Face à Poutine, la prudence du Pentagone

Face à Poutine, la prudence du Pentagone

Face à Poutine, la prudence du Pentagone

• Plutôt inquiet des bruits de mise en alerte nucléaire des forces russes, le Pentagone reporte un tir d’essai d’un de ses ICBM pour éviter toute confusion. • C’est une indication de l’état d’esprit du Pentagone, contrastant avec l’état d’esprit général qui tend à ne pas prendre trop “au sérieux” la décision de Poutine de mise en alerte. • Le contraste est frappant avec la crise des missiles de Cuba, en 1962, avec les mêmes circonstances inversées. • Mesure de la décomposition de la réalité en narrative, et de la décadence des élites occidentales.

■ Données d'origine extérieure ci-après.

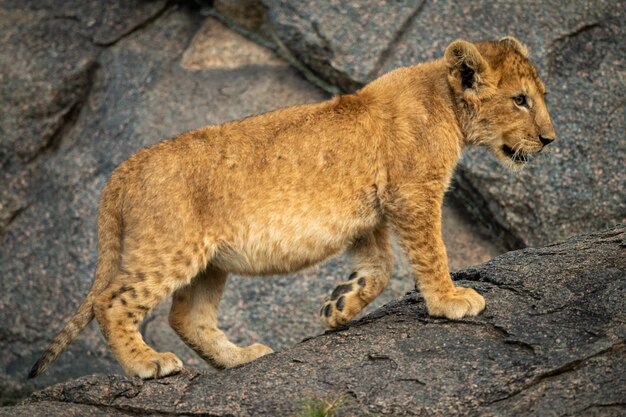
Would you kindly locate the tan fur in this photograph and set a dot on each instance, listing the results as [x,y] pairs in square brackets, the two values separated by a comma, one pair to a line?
[282,191]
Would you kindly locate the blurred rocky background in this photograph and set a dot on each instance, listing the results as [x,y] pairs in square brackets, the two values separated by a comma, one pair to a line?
[85,83]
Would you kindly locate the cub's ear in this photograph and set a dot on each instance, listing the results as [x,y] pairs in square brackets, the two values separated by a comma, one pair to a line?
[467,69]
[515,44]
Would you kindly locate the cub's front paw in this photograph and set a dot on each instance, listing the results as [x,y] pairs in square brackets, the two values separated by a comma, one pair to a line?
[456,304]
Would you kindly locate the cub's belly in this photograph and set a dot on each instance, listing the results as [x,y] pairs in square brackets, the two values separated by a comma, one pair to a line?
[283,245]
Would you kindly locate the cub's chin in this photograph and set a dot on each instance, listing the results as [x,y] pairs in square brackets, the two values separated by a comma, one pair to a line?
[513,158]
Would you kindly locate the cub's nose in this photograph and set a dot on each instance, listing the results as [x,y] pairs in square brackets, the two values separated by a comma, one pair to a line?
[545,140]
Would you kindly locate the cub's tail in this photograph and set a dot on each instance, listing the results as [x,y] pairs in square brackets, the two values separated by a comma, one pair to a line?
[109,252]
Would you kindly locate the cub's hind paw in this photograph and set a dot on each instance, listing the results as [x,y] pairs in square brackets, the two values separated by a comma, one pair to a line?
[344,303]
[254,351]
[154,365]
[332,312]
[458,303]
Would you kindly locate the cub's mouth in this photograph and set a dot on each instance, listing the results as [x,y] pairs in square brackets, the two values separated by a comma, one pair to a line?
[519,157]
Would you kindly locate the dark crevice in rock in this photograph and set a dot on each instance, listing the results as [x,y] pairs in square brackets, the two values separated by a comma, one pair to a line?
[70,116]
[398,38]
[138,27]
[568,367]
[556,44]
[14,216]
[467,195]
[279,48]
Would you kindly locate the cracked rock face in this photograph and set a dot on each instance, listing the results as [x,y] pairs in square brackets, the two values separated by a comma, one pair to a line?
[552,341]
[579,51]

Sur Sputnik.News, s’il est encore accessible pour nous, on a un rapide compte-rendu de la décision du Pentagone de ne pas exécuter un tir d’essai d’un missile intercontinental stratégique LGM-30C ‘Minuteman III’, prévu pour le week-end prochain. L’essai est reporté sine die, et cette décision est explicitement liée à la mise en alerte des forces nucléaires russes.

« “Le week-end dernier, Poutine a ordonné une alerte spéciale des forces nucléaires russes. Nous avons considéré cela comme dangereux et irresponsable. Une telle rhétorique provocatrice est inacceptable. Les États-Unis n’ont pas pris de mesures similaires. Afin de démontrer que nous n’avons pas l’intention de nous engager dans des actions qui pourraient être mal interprétées, notre lancement d'essai du Minuteman III sera reporté à partir de ce week-end”, a déclaré hier John Kirby, porte-parole du Pentagone.

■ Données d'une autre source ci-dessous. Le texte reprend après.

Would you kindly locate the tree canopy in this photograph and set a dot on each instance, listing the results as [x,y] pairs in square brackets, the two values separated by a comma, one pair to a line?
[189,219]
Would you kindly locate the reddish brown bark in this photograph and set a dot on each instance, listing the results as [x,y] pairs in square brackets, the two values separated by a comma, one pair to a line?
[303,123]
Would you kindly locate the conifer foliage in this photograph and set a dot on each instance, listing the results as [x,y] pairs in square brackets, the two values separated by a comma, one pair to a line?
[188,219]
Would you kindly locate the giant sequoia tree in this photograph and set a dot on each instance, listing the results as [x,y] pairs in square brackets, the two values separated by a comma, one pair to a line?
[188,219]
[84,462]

» Le lancement était prévu pour le week-end prochain, mais ne sera pas effectué en raison des fortes tensions avec la Fédération de Russie, où les forces nucléaires ont été placées en état d'alerte.

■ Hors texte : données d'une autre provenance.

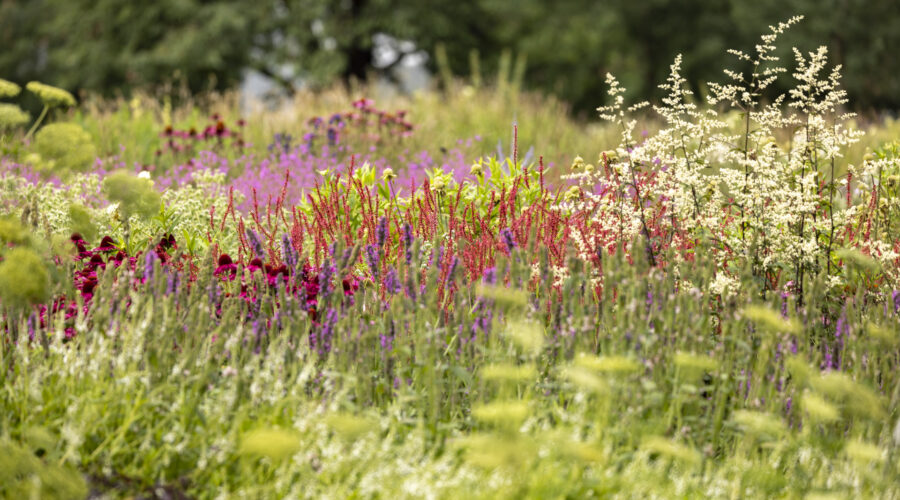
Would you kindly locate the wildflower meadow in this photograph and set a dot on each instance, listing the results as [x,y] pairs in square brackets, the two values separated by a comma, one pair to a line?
[467,296]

» Kirby a déclaré que la décision de reporter le lancement n'affectait pas la posture nucléaire ou la dissuasion des États-Unis. Il a ajouté qu'elle n'était “pas liée à une action ou une inaction spécifique” du président russe Vladimir Poutine, mais a déclaré que les États-Unis aimeraient que Moscou leur rende la pareille en matière de posture nucléaire. »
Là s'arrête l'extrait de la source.